Sir Gawain and the Green Knight, v. 1350.

Les joutes de la chasse et de la séduction

Dix mois plus tard, Gauvain se mit en route vers la Chapelle Verte. Les dames et demoiselles le pleurèrent, car elles croyaient qu’il marchait vers sa mort.

Son voyage vers le nord l’amena à affronter des sauvages et des chevaliers ennemis. Gauvain combattit des loups, des ogres et des dragons au fil de ses périples.

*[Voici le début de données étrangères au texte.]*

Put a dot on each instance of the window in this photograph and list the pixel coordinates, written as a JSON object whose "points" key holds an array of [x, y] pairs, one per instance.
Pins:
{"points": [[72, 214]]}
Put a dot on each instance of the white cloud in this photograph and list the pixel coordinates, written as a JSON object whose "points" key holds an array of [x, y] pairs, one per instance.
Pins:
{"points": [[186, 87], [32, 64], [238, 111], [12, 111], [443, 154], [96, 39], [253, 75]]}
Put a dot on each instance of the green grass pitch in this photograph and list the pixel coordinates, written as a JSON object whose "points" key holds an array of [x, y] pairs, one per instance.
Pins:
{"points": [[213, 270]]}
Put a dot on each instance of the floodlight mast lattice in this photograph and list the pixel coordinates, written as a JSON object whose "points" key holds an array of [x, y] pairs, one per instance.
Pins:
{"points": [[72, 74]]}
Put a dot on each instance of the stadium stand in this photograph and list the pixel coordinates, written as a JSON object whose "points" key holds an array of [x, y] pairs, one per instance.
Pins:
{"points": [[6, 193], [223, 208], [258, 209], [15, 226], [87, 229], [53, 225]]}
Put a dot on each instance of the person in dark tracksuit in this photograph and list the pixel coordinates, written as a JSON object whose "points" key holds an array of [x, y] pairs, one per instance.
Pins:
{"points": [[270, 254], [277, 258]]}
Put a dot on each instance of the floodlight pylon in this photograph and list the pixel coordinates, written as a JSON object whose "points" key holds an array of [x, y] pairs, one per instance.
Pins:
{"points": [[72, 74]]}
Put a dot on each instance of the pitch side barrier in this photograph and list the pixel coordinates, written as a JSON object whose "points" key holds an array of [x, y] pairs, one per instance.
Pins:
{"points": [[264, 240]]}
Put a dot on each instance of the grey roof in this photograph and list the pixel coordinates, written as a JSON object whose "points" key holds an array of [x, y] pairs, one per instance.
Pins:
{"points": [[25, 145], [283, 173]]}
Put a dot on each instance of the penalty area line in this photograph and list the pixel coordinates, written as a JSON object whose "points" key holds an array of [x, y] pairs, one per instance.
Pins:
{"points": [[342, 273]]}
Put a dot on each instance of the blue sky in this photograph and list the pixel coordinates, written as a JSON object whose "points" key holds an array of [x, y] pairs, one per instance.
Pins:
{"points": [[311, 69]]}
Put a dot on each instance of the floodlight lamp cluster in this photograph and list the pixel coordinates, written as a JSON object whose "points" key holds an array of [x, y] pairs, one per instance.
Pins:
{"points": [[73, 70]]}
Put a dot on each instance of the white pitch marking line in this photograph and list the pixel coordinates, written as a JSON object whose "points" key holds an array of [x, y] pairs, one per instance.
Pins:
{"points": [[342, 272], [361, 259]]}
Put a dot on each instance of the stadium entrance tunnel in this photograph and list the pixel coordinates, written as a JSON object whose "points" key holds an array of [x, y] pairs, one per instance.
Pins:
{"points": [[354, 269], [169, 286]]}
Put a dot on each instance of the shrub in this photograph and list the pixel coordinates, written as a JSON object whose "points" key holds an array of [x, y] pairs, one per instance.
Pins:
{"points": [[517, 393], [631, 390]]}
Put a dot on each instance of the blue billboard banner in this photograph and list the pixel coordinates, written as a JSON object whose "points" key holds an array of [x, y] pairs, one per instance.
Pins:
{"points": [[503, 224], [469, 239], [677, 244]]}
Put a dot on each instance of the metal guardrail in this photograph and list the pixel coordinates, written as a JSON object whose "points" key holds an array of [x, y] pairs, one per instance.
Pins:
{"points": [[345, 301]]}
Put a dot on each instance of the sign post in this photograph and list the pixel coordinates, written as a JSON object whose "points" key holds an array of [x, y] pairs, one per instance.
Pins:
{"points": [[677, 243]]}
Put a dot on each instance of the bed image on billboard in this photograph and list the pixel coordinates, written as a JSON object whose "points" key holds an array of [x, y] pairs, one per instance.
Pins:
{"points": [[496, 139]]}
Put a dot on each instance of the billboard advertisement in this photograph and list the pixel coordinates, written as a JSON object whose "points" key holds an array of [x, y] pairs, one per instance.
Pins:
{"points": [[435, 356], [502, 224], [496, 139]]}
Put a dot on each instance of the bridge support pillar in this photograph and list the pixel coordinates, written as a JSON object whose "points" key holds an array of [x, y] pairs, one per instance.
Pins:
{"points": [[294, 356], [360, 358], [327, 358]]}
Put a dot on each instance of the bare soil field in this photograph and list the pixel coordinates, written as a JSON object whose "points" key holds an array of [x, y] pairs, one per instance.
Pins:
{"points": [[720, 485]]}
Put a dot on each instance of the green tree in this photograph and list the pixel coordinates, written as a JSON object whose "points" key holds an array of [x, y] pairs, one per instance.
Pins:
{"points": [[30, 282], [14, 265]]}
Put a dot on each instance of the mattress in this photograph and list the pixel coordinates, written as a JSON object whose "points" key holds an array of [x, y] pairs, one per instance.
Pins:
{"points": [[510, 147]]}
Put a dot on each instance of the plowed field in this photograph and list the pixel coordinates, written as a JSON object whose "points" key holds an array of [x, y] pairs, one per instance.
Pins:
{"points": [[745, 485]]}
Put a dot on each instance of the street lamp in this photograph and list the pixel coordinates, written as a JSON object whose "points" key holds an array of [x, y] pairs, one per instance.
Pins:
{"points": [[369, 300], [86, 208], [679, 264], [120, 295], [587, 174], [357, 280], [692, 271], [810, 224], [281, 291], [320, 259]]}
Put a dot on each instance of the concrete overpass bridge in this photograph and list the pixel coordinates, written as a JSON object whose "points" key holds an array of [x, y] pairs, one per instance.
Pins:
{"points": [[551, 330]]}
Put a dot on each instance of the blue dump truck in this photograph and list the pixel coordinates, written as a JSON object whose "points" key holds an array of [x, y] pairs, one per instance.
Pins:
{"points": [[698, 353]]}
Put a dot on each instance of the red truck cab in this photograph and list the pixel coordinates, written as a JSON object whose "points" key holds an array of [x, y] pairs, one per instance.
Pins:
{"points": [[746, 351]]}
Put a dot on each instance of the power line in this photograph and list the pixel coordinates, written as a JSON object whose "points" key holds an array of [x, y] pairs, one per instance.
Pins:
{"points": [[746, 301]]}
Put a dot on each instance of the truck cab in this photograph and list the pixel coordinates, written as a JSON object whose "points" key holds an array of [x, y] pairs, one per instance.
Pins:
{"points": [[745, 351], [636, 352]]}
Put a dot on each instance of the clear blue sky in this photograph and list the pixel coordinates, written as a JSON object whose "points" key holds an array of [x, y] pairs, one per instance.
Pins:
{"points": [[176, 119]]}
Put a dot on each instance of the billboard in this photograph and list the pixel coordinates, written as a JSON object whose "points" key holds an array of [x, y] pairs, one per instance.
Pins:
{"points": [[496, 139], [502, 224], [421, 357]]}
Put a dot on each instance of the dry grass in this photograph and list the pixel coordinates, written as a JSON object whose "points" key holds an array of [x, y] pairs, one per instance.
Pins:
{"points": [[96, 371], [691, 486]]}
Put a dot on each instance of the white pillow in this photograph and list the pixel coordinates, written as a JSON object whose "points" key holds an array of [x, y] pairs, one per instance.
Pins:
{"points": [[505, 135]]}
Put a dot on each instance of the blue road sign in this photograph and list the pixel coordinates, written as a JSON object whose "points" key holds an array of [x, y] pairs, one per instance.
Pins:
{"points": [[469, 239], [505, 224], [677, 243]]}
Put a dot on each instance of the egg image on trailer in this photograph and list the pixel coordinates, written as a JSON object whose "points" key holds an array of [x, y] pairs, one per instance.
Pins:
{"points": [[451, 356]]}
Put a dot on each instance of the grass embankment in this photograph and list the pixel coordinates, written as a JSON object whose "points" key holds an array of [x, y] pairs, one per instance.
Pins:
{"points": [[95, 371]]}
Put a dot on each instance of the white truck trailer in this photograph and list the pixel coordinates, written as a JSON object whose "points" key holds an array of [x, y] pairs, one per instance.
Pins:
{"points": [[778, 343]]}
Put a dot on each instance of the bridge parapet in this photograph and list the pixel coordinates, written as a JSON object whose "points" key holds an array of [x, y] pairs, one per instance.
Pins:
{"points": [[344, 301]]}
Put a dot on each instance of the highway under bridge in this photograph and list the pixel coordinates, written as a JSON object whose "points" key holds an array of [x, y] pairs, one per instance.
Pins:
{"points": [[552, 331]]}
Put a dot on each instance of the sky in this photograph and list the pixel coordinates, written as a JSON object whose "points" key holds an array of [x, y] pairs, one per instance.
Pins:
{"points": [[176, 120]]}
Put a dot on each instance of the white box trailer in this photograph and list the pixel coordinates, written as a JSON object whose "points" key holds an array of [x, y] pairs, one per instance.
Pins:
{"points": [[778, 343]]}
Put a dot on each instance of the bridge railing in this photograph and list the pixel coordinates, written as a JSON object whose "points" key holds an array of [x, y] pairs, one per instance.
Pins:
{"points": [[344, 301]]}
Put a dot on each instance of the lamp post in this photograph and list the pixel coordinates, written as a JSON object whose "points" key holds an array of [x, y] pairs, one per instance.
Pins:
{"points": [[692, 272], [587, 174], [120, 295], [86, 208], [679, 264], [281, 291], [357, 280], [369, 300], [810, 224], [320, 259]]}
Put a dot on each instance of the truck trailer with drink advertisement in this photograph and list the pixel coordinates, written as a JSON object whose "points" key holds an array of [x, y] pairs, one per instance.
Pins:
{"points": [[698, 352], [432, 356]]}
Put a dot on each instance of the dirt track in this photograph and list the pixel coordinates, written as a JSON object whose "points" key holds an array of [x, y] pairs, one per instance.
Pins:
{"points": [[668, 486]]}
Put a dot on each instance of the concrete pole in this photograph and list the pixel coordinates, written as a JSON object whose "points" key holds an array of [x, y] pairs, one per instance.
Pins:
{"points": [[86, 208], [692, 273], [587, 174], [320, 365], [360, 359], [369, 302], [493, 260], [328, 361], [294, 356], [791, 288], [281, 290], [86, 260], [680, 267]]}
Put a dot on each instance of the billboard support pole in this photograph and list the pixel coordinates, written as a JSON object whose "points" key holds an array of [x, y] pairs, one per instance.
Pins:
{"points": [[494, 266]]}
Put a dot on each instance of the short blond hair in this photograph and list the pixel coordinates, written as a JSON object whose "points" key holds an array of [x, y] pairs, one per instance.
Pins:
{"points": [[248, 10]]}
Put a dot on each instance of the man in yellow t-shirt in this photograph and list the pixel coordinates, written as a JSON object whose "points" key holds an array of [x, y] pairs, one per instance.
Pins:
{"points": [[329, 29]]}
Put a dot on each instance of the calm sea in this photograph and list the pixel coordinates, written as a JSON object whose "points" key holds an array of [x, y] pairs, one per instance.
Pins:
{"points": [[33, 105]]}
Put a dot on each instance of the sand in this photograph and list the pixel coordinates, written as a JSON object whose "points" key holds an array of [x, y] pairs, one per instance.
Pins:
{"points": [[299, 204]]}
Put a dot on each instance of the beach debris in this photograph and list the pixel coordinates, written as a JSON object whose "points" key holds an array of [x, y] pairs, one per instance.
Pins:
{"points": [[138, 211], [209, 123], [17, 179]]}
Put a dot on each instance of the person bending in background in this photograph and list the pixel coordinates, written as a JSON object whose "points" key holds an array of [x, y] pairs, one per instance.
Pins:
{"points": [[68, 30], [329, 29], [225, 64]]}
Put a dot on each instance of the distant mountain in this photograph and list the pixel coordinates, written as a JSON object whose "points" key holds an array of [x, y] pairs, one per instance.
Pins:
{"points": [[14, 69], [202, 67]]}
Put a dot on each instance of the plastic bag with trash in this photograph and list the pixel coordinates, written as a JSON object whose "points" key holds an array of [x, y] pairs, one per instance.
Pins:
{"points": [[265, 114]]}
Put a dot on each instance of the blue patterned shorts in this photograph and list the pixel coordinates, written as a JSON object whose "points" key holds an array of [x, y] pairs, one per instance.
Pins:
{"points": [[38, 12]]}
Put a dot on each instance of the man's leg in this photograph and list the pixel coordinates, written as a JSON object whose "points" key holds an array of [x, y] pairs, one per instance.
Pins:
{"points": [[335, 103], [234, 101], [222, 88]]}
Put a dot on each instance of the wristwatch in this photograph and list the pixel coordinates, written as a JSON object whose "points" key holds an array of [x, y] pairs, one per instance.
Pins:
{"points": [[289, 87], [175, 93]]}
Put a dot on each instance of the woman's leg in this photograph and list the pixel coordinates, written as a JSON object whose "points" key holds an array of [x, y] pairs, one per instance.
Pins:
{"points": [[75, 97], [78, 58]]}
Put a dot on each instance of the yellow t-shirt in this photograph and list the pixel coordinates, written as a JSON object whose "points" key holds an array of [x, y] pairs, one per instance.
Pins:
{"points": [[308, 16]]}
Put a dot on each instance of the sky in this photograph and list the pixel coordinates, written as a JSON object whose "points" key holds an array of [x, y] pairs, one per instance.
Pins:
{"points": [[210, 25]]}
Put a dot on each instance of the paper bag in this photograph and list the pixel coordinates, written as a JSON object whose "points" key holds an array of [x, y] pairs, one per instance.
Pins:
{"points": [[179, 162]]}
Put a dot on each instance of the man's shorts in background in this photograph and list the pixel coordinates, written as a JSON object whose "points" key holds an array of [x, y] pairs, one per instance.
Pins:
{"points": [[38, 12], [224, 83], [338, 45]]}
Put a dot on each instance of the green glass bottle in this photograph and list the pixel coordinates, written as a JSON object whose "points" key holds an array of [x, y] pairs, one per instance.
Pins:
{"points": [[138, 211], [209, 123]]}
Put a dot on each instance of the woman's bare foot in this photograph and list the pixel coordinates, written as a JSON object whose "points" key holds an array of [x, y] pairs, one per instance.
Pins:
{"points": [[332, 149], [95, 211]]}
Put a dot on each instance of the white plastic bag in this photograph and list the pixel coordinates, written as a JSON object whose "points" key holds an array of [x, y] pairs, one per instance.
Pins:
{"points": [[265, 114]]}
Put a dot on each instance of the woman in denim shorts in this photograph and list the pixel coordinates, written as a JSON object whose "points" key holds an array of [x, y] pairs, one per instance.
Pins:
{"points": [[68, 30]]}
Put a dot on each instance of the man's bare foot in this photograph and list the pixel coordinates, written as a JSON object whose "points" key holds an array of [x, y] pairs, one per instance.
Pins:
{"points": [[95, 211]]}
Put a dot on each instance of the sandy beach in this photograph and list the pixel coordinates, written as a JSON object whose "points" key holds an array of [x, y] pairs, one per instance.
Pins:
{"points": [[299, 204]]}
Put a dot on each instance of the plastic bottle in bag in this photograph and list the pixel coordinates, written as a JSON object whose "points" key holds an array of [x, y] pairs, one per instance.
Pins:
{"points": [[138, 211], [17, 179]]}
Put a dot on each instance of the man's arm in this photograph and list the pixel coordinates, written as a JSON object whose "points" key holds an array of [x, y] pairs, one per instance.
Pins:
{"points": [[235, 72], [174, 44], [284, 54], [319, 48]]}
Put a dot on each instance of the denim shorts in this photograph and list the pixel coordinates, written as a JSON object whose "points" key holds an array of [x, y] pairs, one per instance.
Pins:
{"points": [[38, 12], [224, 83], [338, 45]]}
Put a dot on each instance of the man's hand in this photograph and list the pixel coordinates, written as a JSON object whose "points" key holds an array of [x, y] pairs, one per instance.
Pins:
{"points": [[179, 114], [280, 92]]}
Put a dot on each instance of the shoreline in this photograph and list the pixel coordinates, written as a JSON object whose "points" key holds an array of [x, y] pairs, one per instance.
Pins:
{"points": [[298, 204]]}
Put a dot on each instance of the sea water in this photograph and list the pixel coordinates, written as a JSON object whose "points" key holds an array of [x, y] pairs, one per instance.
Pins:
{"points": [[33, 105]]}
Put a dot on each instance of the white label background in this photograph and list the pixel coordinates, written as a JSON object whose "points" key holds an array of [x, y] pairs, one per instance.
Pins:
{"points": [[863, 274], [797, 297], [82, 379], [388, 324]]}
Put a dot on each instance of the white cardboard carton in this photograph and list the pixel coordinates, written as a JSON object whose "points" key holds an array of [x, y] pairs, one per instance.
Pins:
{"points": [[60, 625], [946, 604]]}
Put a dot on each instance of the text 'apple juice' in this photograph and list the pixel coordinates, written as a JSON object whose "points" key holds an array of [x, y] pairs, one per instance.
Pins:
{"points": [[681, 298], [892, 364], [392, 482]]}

Les vents glacials et la neige tourbillonnaient autour de lui tandis qu’il frayait son chemin à travers les bois et les collines.

Enfin, la veille de Noël, Gauvain parvint à un château où Lord Bertilak de Hautdesert et sa belle épouse accueillirent le héros fourbu de voyage. Bertilak offrit l’hospitalité au héros, la Chapelle Verte n’étant pas loin.

Bertilak annonça à son hôte qu’il partirait à la chasse et que son épouse divertirait le convive durant la journée. Bertilak proposa à Gauvain qu’ils s’échangent des cadeaux chaque jour au retour de la chasse. Bertilak donnerait au héros un présent tiré de sa chasse, tandis que Gauvain remettrait à son hôte tout ce qu’il aurait gagné au château.


Dès le lendemain matin, tandis que Bertilak partait chasser, l’épouse du seigneur tint compagnie à Gauvain. Bertilak traquait les cerfs dans la forêt.

La belle épouse flirte avec Gauvain et s’employa à séduire le héros pour qu’il partageât sa couche. Gauvain, avec habileté et courtoisie, détourna ses avances sans offenser son hôtesse. Il accepta toutefois un baiser de sa part.

Au soir, Bertilak revint de la chasse avec tout le gibier abattu. Comme convenu la veille, il remit ses prises à Gauvain. Gauvain n’ayant reçu qu’un baiser de l’épouse de son hôte, il embrassa Bertilak sur les lèvres. Bertilak jugea l’échange équitable.


Le lendemain, Bertilak repartit avec ses chasseurs. Cette fois, il affronta un adversaire plus redoutable : le sanglier. La bête avait blessé plusieurs chiens. Les flèches des archers s’avérèrent inefficaces contre la cuirasse du sanglier. Bertilak pourchassa le sanglier toute la journée. Il finit par le coincer dans une rivière. Le sanglier chargea Bertilak. Tous deux tombèrent à l’eau. Bertilak tua le sanglier de son épée.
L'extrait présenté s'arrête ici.